El hecho de que los animales estén en lugares que no son los adecuados, como el almacén, motivan que las condiciones de salud no sean las más adecuadas. En el antiguo almacén campan por su fueros más de una quincena de gatos, con el consiguiente olor en un lugar tan pequeño y tan cerrado. Los mininos se ponen incluso en la ventana a tomar el fresco. Un caso parecido se da en la antigua sala de formación transformada ahora en una sala de cuarentena. Los gatos pasan ahí un tiempo hasta que se comprueba que no padecen ninguna enfermedad contagiosa.

El centro lleva desde marzo de 2012 sin agua caliente

“La situación es tan bochornosa que el centro lleva sin agua caliente desde marzo de 2012 y nadie ha tomado cartas en el asunto. Los trabajadores no pueden ni ducharse cuando terminan su jornada laboral en un centro con tanto riesgo como este”, afirman los representantes sindicales.

La falta de espacio hace que se hayan ocupado lugares destinados a otros menesteres como el lavadero de los animales o el almacén del pienso. Estos sitios no pueden ser aseados y desinfectados como requerirían los perros y gatos.

La plantilla también es exigua. Según los sindicatos, hay solo un peón para cada turno, por lo que tiene tiempo material para acometer la limpieza de todas las zonas. Eso hace que muchas veces se acumulen las heces en determinadas zonas.

Algunos ejemplares se pasean por la ventana del centro. ampliar foto
Algunos ejemplares se pasean por la ventana del centro.

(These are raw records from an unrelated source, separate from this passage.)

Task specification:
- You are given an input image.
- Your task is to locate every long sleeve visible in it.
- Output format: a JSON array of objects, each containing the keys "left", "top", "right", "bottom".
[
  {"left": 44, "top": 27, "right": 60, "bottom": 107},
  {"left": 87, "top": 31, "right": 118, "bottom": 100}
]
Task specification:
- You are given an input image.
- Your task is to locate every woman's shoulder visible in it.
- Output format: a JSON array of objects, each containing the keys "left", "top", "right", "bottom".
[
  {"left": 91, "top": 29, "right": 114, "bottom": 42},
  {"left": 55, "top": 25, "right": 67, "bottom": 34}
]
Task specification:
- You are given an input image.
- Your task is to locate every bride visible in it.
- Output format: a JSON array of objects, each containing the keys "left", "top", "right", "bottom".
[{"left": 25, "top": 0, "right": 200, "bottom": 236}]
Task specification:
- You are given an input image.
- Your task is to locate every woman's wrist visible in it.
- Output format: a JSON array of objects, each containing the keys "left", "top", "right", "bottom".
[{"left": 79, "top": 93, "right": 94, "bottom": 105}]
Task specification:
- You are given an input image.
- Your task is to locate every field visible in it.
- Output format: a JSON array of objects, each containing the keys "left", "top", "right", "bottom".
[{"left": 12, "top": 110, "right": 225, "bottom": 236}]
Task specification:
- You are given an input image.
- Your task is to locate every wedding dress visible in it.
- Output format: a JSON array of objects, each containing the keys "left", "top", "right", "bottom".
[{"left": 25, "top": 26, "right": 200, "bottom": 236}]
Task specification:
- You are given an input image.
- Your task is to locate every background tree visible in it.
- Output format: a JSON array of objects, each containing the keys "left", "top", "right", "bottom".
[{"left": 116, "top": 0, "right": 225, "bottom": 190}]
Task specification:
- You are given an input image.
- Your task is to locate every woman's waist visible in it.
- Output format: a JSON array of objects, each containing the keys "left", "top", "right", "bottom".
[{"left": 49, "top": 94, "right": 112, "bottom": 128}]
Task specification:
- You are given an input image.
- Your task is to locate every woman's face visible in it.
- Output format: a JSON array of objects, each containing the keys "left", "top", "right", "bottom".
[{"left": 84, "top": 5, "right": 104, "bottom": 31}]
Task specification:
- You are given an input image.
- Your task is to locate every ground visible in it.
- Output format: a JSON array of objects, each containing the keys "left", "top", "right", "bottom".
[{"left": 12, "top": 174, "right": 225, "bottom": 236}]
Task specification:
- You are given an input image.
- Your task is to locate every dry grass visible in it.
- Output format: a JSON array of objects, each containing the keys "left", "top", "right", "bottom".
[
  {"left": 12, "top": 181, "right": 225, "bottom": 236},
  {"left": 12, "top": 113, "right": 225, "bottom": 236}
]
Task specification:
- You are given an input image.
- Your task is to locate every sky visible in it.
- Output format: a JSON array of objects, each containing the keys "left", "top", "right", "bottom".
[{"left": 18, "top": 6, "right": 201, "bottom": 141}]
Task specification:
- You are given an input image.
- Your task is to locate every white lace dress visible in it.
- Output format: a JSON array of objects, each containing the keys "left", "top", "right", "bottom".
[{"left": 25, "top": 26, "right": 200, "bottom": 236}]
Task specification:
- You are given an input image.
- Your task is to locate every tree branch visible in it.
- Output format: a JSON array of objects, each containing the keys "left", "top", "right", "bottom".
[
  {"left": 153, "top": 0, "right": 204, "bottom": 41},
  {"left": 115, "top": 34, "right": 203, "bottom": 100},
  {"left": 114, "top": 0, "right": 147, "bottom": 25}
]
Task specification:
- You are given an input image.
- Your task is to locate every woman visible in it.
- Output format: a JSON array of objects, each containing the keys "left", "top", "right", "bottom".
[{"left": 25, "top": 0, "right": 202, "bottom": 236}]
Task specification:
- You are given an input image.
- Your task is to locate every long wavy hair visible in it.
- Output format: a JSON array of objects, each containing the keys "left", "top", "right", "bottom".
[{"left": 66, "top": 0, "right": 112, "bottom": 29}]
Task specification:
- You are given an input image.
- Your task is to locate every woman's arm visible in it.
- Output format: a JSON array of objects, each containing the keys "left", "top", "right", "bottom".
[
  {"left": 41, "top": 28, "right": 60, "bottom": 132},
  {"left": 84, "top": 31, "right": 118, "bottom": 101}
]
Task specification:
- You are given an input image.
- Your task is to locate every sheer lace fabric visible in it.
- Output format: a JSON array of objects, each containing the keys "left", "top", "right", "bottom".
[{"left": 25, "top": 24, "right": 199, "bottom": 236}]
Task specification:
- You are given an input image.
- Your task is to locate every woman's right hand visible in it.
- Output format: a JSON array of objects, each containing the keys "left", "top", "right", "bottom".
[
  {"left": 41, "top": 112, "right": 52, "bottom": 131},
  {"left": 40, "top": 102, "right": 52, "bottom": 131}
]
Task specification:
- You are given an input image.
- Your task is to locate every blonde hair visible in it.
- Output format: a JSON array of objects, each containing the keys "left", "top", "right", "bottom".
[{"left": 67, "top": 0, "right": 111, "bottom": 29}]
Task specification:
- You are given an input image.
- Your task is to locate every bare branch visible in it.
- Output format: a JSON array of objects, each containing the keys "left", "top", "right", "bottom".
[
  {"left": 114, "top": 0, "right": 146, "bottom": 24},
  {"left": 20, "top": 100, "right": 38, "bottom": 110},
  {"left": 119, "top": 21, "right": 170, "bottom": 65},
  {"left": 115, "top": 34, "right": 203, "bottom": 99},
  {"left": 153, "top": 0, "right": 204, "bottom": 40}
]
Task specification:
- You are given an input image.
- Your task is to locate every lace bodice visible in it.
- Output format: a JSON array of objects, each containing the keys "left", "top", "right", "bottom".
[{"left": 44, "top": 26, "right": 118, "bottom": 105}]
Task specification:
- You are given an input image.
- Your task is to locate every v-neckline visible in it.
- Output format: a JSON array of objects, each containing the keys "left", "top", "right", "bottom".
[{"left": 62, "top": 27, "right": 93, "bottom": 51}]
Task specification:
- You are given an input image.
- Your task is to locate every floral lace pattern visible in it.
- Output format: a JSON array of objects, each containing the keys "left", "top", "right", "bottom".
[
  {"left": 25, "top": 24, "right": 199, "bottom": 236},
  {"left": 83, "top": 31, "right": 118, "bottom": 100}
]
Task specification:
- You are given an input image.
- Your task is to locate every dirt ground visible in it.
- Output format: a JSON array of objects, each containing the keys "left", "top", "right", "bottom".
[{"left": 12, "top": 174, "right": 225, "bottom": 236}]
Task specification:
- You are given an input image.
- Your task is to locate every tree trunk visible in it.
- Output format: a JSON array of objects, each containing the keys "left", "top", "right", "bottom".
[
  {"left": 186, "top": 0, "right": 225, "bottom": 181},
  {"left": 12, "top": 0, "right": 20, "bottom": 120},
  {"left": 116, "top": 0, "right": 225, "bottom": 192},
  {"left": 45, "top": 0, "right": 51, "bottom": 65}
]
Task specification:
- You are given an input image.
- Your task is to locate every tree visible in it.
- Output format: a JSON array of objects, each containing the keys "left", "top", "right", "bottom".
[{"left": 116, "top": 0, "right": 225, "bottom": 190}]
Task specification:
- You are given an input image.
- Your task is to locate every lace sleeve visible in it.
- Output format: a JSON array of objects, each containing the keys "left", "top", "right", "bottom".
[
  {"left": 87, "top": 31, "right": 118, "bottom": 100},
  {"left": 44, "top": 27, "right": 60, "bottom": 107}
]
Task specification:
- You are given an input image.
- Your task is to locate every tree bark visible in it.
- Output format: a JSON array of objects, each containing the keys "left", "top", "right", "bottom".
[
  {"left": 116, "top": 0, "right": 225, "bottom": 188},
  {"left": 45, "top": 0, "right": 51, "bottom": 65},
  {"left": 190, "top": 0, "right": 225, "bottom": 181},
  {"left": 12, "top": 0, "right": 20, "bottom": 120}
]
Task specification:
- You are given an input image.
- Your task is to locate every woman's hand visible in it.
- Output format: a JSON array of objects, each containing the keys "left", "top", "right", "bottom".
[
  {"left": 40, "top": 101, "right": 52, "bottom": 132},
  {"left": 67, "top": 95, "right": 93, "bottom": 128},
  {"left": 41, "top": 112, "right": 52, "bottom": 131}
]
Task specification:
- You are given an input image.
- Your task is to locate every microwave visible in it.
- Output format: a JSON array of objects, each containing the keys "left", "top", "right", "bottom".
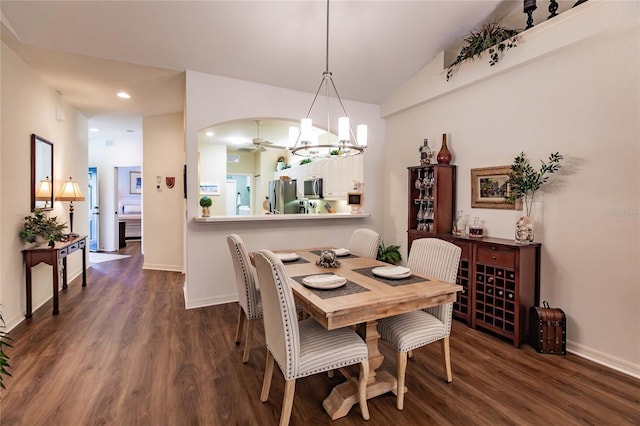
[{"left": 304, "top": 178, "right": 322, "bottom": 199}]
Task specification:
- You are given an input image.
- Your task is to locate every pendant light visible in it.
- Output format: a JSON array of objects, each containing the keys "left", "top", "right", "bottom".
[{"left": 289, "top": 0, "right": 367, "bottom": 157}]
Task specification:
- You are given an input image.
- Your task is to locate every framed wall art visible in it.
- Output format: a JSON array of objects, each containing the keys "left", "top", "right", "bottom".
[
  {"left": 471, "top": 166, "right": 515, "bottom": 210},
  {"left": 129, "top": 172, "right": 142, "bottom": 194}
]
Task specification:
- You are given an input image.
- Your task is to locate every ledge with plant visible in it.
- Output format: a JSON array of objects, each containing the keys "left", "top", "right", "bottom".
[
  {"left": 447, "top": 22, "right": 520, "bottom": 81},
  {"left": 200, "top": 195, "right": 213, "bottom": 217}
]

Uno de los problemas fundamentales, según explican varios trabajadores, es que las donaciones a particulares se miran “con auténtica lupa”. Es necesario pasar una entrevista con la auxiliar de veterinaria, un cargo creado por el actual equipo de gobierno. A ello se une el requisito de tener que castrar a los animales, lo que encarece el proceso. Ese requisito, según fuentes consultadas por este periódico, no es obligatorio y no viene fijado en ninguna norma regional. El precio de la operación, que se realiza fuera del centro y solo en la clínica que elige la auxiliar, oscila entre los 70 y los 120 euros, según sea gato o perro, hembra o macho.

“Todo esto lo hemos denunciado por activa y por pasiva y nadie nos ha hecho nada de caso. Parece que no les interesa que los animales estén hacinados y que los trabajadores estén en continuo riesgo laboral y de salud”, añaden los responsables sindicales.

La portavoz del PSOE en el Ayuntamiento, Natalia de Andrés, denuncia que la situación del CIPA obedece a la división interna que hay dentro del PP en el municipio. El actual concejal responsable, Antonio Sayago, se encuentra como cargo de confianza en el Ayuntamiento de Getafe “por el mal rollo que tienen aquí”, según De Andrés. “Es tal la situación que no recibe ni información ni documentación. Un ejemplo, ¿dónde está el dinero que pagan los ciudadanos por las castraciones de los animales?”, se pregunta la portavoz municipal del PSOE. “A todo ello se une que la anterior concejal, Pilar Araque, que tuvo que dejar el cargo por conducir ebria y atropellar a una persona, sigue haciendo y deshaciendo como le da la gana en el centro”, añade.

El Ayuntamiento afirma que los ejemplares nunca han estado mejor

El equipo de gobierno niega las acusaciones tanto de los sindicatos como del PSOE y asegura que los animales “nunca han estado ni gozado de tan buena salud como ahora”. “No existe ningún problema de salud para los trabajadores, ya que estos están debidamente vacunados y se siguen unos protocolos muy estrictos así como también con los animales, cosa que antes no se hacía”, explican fuentes municipales.

Estas aseguran que la normativa municipal les obliga a acoger a todos los animales abandonados en el municipio o aquellos cuyos dueños no quieran seguir teniéndolos. “¿Quiénes son los sindicatos para decir que no podemos coger más animales? ¿Quieren que vayamos en contra de las ordenanzas o proponen que sacrifiquemos a los animales?”, se preguntaban ayer estas fuentes.